A simple path tracer on the GPU

There comes a time in any graphics programmer's life that the siren song becomes too loud to endure:

"You should write a raytracer"

For me, the moment came after writing a fragment-shader raytracer in Futureproof: it was a terrible raytracer, but a lot of fun to write.

After a few weeks down the rabbit hole, I'm proud to present rayray: a tiny, slightly less-terrible GPU raytracer.

To start, here are renderings of two classic images: a Cornell Box and the test scene from Ray Tracing in One Weekend.

Cornell box Ray tracing in one weekend

(Click for high resolution, and keep scrolling for more pretty pictures)


rayray is a traditional forward path tracer. It casts rays from each pixel in the image, which scatter until they hit a light or exceed some max number of bounces. Averaging over thousands of samples creates the final image.

Drag the slider to compare 100 vs. 1000 samples while observing the orb:

Orb scene, relatively noisy
Orb scene, noticeably smoother

The architecture is inspired by Ray Tracing in One Weekend, but unlike the reference implementation, it runs completely on the GPU!

This require a data-driven design (rather than using inheritance), and leads to dramatically faster rendering.

All you need is trace(...)

The core of my raytracer is a function with the signature

bool trace(inout uint seed, inout vec3 pos, inout vec3 dir, inout vec4 color);

This function casts a ray to the next (nearest) object in the scene, starting at pos and traveling in direction dir. After finding this object, the ray scatters depending on material, modifying pos, dir, and color. It returns a flag indicating whether to terminate (if the ray hit a light or escaped the world).

This makes the actual raytracing function incredibly clean:

#define BOUNCES 6
vec3 bounce(vec3 pos, vec3 dir, inout uint seed, vec4 color) {
    for (int i=0; i < BOUNCES; ++i) {
        // Walk to the next object in the scene, updating the system state
        // using a set of inout variables
        if (trace(seed, pos, dir, color)) {
            return color.xyz;
    return vec3(0);

The grid of images below shows pos, dir, and color after one call to trace(...), then the result of a single bounce(...) sample.

First hit First direction

First color First sample

Pixels which were lucky enough to hit the light are colored based on their paths, and everything else is black. Over a few thousand samples, things add up to the correct image!

Rendering pipelines

Of course, we haven't yet specified how trace(...) is actually implemented!

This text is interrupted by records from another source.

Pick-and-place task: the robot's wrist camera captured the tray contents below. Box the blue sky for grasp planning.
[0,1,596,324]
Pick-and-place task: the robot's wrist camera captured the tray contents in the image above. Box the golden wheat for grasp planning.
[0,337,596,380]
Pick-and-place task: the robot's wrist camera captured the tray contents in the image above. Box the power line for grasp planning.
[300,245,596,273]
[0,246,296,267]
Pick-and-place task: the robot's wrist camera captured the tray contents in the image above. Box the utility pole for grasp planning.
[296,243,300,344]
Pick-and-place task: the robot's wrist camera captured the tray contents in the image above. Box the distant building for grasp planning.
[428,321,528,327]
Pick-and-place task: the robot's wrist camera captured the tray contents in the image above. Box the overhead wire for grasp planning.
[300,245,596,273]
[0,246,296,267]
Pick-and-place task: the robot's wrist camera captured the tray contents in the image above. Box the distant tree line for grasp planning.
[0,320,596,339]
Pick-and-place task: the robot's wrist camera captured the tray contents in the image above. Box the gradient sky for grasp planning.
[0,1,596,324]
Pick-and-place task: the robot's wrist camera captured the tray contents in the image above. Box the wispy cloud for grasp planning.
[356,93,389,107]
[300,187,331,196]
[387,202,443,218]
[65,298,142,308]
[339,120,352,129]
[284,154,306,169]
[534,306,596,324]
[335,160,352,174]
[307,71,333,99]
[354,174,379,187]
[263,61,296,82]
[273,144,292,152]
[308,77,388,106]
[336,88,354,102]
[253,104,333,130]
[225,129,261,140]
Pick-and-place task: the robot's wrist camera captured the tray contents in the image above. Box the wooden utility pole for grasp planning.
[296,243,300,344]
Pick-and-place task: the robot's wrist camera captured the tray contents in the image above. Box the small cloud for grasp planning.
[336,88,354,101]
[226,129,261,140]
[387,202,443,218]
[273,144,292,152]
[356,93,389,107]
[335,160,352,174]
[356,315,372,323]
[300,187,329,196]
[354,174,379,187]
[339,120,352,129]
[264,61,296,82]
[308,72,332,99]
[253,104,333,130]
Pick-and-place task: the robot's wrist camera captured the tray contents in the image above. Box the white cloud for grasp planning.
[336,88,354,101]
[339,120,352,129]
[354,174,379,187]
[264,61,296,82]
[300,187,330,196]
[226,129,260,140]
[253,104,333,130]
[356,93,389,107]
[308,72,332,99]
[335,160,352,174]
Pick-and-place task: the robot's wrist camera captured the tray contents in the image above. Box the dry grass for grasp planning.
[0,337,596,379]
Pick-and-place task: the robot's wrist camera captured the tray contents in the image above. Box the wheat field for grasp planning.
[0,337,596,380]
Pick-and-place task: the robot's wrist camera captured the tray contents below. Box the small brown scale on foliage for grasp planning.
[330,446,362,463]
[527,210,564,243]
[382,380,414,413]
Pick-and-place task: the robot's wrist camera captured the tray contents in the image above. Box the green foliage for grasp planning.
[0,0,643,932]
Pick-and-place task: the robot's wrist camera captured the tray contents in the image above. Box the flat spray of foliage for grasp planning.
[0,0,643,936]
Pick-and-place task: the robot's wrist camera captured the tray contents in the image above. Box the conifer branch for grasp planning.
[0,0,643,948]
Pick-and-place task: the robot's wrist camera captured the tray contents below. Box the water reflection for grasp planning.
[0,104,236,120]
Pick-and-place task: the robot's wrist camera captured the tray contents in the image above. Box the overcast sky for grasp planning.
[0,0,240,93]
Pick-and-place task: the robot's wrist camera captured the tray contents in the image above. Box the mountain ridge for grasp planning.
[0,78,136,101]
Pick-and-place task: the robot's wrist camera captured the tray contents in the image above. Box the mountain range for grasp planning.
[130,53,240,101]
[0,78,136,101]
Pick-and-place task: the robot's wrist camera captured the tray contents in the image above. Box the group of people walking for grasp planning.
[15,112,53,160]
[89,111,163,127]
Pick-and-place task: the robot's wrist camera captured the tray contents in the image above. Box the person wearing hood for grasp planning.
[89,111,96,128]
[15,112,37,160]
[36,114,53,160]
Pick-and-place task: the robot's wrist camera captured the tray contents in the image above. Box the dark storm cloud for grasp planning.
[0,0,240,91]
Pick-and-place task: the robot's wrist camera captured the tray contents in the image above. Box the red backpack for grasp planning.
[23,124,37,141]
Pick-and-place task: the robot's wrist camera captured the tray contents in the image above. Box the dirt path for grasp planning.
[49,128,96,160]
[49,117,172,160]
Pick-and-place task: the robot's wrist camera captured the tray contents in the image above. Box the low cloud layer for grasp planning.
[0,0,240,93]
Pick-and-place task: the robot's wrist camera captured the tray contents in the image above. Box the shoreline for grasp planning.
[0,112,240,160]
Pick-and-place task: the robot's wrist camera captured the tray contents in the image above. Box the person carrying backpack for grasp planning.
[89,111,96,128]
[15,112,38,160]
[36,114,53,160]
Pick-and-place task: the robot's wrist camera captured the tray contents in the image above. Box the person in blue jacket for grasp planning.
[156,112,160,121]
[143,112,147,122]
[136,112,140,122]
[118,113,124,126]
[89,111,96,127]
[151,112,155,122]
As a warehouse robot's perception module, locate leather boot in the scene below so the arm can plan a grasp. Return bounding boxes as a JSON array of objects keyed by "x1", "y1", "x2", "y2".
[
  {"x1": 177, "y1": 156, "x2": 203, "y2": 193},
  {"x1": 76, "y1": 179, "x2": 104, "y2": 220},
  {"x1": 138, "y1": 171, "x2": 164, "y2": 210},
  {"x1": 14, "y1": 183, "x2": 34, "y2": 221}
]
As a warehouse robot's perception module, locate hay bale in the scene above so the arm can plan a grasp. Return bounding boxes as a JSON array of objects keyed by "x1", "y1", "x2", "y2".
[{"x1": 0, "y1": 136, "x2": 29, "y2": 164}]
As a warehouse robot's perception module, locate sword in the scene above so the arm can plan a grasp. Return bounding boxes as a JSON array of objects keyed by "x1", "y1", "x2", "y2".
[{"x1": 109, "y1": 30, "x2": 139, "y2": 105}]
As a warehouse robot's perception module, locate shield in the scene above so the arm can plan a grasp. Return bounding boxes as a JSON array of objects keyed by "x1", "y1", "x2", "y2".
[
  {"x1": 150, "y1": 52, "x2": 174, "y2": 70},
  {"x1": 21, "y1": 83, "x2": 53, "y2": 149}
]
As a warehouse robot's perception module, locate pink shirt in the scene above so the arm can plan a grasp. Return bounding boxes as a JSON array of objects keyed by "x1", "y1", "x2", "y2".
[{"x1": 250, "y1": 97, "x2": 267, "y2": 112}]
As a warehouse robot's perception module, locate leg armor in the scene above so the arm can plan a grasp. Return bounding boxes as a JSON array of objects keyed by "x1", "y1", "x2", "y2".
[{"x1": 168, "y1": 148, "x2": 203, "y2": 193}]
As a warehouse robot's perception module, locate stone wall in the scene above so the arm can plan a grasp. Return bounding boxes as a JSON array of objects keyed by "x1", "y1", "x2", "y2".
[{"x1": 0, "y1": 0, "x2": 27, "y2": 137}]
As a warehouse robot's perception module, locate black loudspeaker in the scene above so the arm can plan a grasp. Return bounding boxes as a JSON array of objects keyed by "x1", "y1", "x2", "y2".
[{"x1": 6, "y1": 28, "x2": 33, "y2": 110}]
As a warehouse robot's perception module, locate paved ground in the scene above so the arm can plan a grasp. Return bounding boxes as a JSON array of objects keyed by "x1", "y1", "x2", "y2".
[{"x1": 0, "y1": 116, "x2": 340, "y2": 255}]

While a scene is being edited, we use a preview implementation of trace(...), which is compiled once (at startup). This implementation renders an encoded scene from a storage buffer. This means that updates to the scene are cheap: they're just a buffer write operation.

The scene is packed into a vec4 array using a custom binary format:

// Header
[0] number of shapes | 0 | 0 | 0

// Shapes
[1] shape type | shape data offset | material data offset | material type
[2] shape type | shape data offset | material data offset | material type
[3] shape type | shape data offset | material data offset | material type

// Data section
[.] material data
[.] shape data

For example, encoding a scene with two spheres – one a diffuse red material, and the other a white light – takes 6 slots in the array, or 96 bytes:

// Header
[0] 2 | 0 | 0 | 0 // There are 2 shapes

// Shapes

// Data section
[3] 1.0 | 0.5 | 0.5 | 0.0 // Red (for diffuse material)
[4] 1.0 | 1.0 | 1.0 | 0.0 // White (for light)
[5] 0.0 | 0.0 | 0.0 | 0.5 // Sphere [x, y, z], r
[6] 0.5 | 0.5 | 0.0 | 0.3 // Sphere [x, y, z], r

The preview shader implements trace(...) as a tiny scene interpreter. It iterates over each shape in the scene, finding the first hit along the current ray and updating the ray's pos. Then, that shape's material is used to update the ray's dir and color.

After the scene has stabilized (defined as no user interaction for one second), the application builds an optimized kernel, which encodes the scene data directly. This takes longer to build, because it's building a full compute pipeline, but is much faster to evaluate.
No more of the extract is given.